Milliyetçilikler özel bir kolektif kimlik biçimi yaratır. “Millete karşı duygusal bağlılık ve sadakat, bağlılık ve bağlılık ölçeğinde üst sıralarda yer aldığında,” milliyetçilik başarılıdır. Uluslar, feodalizmde, dinde, hanedanlarda, devletlerde, sosyal sınıflarda veya kozmopolitlik anlamında insanlıkta olduğu gibi mülkleri değil, birincil siyasi referans çerçevesini temsil eder. Alter, aydınlanmış hümanizmden ulusa entelektüel yeniden yönelim sürecini gösteren Friedrich Meinecke’ye atıfta bulunur.

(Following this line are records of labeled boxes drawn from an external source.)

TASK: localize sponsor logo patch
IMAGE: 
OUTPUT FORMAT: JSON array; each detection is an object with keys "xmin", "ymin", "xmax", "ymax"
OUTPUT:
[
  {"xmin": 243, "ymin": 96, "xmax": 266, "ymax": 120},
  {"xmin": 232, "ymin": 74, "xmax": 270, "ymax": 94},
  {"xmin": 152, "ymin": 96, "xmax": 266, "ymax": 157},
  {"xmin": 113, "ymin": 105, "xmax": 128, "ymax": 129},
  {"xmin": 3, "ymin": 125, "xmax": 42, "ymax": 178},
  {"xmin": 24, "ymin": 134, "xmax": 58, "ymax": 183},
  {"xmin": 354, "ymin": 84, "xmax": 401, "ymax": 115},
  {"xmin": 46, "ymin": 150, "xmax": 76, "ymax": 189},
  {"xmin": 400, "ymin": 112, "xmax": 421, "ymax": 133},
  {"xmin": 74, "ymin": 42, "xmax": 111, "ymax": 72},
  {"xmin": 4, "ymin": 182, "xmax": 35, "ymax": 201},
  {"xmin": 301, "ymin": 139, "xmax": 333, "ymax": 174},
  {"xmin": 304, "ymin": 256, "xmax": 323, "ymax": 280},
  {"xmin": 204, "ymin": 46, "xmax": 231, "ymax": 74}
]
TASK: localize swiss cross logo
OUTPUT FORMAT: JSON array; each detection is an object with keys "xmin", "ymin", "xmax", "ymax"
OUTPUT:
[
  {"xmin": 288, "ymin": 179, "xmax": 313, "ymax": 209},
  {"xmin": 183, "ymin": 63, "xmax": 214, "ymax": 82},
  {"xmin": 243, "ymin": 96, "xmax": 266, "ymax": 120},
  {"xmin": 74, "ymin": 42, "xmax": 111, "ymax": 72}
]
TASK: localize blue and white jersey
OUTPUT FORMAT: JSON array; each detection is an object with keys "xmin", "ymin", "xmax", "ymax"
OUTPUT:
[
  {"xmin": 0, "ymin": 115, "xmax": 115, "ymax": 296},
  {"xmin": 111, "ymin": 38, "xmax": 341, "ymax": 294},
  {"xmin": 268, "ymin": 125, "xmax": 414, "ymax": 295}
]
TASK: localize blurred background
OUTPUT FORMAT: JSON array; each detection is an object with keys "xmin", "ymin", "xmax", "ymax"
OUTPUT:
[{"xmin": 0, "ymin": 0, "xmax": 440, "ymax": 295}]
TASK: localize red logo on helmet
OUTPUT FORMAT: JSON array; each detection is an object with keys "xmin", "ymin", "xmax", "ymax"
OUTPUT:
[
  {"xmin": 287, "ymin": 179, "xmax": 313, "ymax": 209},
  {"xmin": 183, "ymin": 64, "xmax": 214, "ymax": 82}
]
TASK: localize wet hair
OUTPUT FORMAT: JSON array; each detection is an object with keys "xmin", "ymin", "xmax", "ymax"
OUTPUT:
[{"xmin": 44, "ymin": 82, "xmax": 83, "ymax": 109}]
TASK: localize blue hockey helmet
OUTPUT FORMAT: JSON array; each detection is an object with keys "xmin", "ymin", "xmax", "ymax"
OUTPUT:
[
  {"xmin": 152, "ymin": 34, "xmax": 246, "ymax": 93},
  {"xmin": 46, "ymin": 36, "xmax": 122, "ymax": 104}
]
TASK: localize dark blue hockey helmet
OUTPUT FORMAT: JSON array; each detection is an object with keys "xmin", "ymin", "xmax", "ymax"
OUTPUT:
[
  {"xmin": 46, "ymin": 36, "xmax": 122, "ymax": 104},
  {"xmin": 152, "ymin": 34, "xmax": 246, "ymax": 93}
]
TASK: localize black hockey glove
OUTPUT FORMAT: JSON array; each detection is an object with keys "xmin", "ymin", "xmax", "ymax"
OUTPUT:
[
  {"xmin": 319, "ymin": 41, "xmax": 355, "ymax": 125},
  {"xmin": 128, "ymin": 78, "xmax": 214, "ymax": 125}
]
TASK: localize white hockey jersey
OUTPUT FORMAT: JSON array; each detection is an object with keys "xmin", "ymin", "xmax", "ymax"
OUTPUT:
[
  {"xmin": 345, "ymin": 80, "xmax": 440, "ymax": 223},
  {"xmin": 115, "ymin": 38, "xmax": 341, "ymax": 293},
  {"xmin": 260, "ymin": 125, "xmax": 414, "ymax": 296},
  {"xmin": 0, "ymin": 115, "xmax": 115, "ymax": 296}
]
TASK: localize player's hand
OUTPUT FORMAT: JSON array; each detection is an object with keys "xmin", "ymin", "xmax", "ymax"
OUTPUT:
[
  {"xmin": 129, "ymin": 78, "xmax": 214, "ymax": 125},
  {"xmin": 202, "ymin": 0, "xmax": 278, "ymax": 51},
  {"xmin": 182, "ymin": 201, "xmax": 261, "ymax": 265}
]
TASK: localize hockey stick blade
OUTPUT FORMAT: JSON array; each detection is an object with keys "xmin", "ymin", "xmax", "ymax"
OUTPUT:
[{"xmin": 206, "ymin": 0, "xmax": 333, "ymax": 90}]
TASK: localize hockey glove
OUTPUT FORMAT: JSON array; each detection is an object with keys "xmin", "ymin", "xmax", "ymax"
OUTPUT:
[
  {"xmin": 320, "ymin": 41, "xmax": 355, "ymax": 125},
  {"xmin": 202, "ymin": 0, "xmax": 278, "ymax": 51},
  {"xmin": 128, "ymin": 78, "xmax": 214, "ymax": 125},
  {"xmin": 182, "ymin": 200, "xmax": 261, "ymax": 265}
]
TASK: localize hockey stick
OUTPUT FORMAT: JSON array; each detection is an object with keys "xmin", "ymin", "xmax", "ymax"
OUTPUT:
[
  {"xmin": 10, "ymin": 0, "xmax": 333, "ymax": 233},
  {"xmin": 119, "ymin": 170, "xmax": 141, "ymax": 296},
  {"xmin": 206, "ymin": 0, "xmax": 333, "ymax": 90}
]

Sosyolog Eugen Lemberg’in tanımı, milliyetçiliği “büyük ulusal veya yarı-ulusal grupları bütünleştiren” ve dışarıdan bir sınır çizen bağlayıcı bir güç olarak tanımlar. Lemberg’e göre, ortak bir devlet otoritesine tabi olmanın yanı sıra dil, soy, karakter ve kültür eşitliği gibi özellikle tek tip veya benzer yönler birbirine ait olma faktörleri olarak belirtilmelidir.
Milliyetçilik ve Irkçılık
Kısaca tekrarlarsak; Milliyetçilik kendilerini birleştiren dil, tarih veya kültür bağlarından bir üstyapı oluşturabilmiş sosyal birikimlerin adı olan millet veya ulus olarak tanımlanan bir topluluğun yaşama ve ilerleme ülküsünün toplumların ve insanlığın gelişmesini sağladığına inanan görüştür
İster sağcı, ister solcu, isterse dindar olsun; devlet ve toprak talebi olan herkes otomatikman milliyetçidir.
“Irkçılık genel olarak çeşitli insan ırkları arasındaki biyolojik farklılıkların kültürel veya bireysel meseleleri de tayin etmesi gerektiğine ve doğal sebeplerle bir ırkın (çoğunlukla kendi ırkının) diğerlerinden üstün olduğuna ve diğerlerine hükmetmeye hakkı olduğuna duyulan inanç veya bu değerleri kabul eden doktrindir. Irkçılık genel hatlarıyla incelendiğinde kendi kanını taşıyan, aynı dili konuşan ve aynı soydan gelenlerin başka soylardan gelenleri aşağılaması olarak algılanır.”
Atatürk, Hitler, Mussolini, Franko örneğin birer faşist ve ırkçıydılar.
“Ne mutlu Türk’üm diyene!”, “Türkiye Türklerindir!” ya da “Bir Türk dünyaya bedeldir!” diyenler örneğin ırkçıdırlar.
Kürdler milliyetçidir ama ırkçı değiller. Çünkü Kürdlerin devlet ve toprak talebi var ama milletini diğer milletlerden en üstün, en iyi, en güzel olduğunu söylemiyorlar, bilakis diğer milletlerle eşit haklar istiyorlar. Bu nedenle sömürgeciliğe karşı çıktıkları için ilericidir.
Kürd milliyetçiliğinin ırkçılık olduğunu söyleyenler, Kürdleri bilinçli olarak bağımsızlık yolunda saptırmak, caydırmak için söylüyorlar. Kürdlerde MHP veya Naziler gibi ırkçı parti yoktur.
İsmail Beşikçi şunları söylüyor: “Milliyetçiliğin iyisi yoktur, her türlü milliyetçilik kötüdür, her türlü milliyetçiliğe karşıyız, etnik milliyetçiliğe karşıyız, her etnik bir guruba devlet gerekmez sözleri Kürdler için, Kürdleri, Kürd hareketini durdurmak için icat edilmiş sözlerdir.”
Milliyetçilik çağında bir millet milliyetçi olmazsa, başka milliyetçiliklerin oyuncağı olmaya mahkûmdur. Milli ordusunu kuramayan bir millet milli birliğini kuramaz. Milli birliğini kuramayan bir millet milli devletini kuramaz.